Transiting exoplanets as the immediate future for population-level atmospheric science

TL;DR

This paper argues that population-level atmospheric characterization of transiting exoplanets is the immediate priority for exoplanetary atmospheric science, enabled by the large and diverse transiting planet sample. It outlines a UK-led strategic approach combining broad-wavelength, high-stability observations with laboratory, modeling, and computational infrastructure, and connects these efforts to future ESA and international missions. Key contributions include a concrete vision for UV–IR coverage, the role of phase curves for both transiting and near-edge-on non-transiting planets, and a roadmap that bridges JWST/Ariel with later missions such as HWO. The work underlines the scientific and strategic value of building the capabilities to study hundreds of atmospheres, linking atmospheric properties to formation, evolution, and habitability outcomes, and it highlights international partnerships as essential to realizing this program.

Abstract

The transit method, during which a planet's presence is inferred by measuring the reduction in flux as it passes in front of its parent star, is a highly successful exoplanet detection and characterization technique.
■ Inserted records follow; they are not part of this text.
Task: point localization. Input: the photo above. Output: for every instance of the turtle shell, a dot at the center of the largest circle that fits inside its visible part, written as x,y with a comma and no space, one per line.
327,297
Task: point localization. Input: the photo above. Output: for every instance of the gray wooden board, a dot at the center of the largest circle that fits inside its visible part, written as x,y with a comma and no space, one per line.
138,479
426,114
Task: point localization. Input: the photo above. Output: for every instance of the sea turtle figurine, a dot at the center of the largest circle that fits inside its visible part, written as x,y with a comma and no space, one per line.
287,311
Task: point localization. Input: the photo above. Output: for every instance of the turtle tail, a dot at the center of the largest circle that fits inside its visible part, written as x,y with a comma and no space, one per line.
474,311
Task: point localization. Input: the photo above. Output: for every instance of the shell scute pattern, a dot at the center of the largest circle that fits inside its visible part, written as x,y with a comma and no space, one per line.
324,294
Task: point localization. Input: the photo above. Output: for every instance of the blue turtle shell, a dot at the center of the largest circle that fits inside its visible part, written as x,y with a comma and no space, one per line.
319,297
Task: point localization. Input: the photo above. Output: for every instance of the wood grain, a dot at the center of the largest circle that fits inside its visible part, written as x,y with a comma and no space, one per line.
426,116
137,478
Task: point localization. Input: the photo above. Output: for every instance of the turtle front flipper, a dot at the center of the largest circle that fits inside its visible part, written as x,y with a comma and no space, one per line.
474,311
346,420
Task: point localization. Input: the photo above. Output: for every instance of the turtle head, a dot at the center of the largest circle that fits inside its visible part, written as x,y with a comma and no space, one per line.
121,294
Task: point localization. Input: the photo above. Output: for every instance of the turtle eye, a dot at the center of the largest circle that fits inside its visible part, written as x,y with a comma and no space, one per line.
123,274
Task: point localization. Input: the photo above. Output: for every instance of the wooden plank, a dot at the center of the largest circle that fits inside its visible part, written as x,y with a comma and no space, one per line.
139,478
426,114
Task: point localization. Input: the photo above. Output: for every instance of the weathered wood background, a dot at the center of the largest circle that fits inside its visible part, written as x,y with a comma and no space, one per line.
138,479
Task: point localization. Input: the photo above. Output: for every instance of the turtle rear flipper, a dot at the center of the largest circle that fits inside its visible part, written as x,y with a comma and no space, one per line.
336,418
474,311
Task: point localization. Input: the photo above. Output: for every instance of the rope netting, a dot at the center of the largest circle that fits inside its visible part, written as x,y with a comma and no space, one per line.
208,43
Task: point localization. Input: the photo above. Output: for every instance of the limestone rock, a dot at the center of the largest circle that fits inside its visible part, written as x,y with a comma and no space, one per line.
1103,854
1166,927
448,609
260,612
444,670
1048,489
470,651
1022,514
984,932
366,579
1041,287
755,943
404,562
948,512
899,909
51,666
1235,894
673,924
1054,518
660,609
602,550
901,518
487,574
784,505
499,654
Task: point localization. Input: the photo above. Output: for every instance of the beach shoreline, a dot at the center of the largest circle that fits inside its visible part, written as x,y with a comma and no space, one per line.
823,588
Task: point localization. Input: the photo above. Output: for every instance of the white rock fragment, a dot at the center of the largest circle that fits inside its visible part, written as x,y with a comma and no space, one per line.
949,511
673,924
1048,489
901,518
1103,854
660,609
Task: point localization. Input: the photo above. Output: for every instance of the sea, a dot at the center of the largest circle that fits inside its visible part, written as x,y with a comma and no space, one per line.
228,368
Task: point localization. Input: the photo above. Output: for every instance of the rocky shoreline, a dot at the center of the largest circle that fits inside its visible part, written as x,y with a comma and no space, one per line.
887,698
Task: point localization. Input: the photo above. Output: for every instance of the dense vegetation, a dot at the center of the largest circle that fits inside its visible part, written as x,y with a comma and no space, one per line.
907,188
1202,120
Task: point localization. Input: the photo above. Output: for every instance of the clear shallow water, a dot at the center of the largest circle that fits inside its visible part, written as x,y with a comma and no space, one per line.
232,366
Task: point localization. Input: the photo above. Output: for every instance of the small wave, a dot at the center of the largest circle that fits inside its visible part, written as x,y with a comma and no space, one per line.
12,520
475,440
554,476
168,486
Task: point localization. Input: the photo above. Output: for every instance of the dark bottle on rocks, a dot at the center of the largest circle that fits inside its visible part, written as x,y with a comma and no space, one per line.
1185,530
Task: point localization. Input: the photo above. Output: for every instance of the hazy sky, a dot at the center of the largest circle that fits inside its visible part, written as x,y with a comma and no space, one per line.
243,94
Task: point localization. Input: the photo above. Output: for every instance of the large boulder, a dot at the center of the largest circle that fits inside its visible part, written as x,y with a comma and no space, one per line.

During transit, the small fraction of starlight that passes through a planet's atmosphere emerges with the fingerprints of atmospheric gases, aerosols and structure. During eclipse, the relatively small contribution of light from the planet itself may be observed as the planet is occulted by the star. For planets in near-edge-on, short-period orbits, observing the system throughout an entire orbit allows the varying flux from the planet to be extracted as the illuminated `dayside' rotates in and out of view. With spectroscopic observations, we can characterize not only the overall composition of the atmosphere, but also glean insights into atmospheric structure and dynamics. With over 6,000 transiting planets now discovered, such observations are currently our only window into a consistent sample of planetary atmospheres large enough to attempt a population-level study, a critical next step for our understanding of atmospheric science. The vast exoplanet population provides a laboratory for atmospheric physics, including chemistry, dynamics, cloud processes and evolution; extending these results to a larger number of targets will allow us to explore the effects of equilibrium temperature, gravity, mass and parent star type on atmospheric properties, as well as map observable trends to formation scenarios. These findings are critical for addressing STFC's Science Vision Challenge B: how do stars and planetary systems develop and how do they support the existence of life?. Here we outline how the UK must fit within this strategic context, suggest approaches and development for the future, and outline the unique capabilities and leadership of scientists across the UK.
Paper Structure (7 sections, 2 figures)

This paper contains 7 sections, 2 figures.

Figures (2)

  • Figure 1: Figure 1: Illustration of the transit method and the measured deviation in flux caused by the transit, eclipse, and phase curve of a tidally locked planet.
  • Figure 2: Figure 2: Top -- the total planetary flux as measured in flux units for cloud-free planetary atmospheres. Bottom -- the percent contribution of reflected light to the total flux as a function of wavelength ($R$ = 300). Colored bands in the top panel show the photometric (hashed) and spectroscopic (solid) coverage from current and future facilities over this wavelength range. Figure updated from Mayorga2019AJ and included with permission of L. C. Mayorga.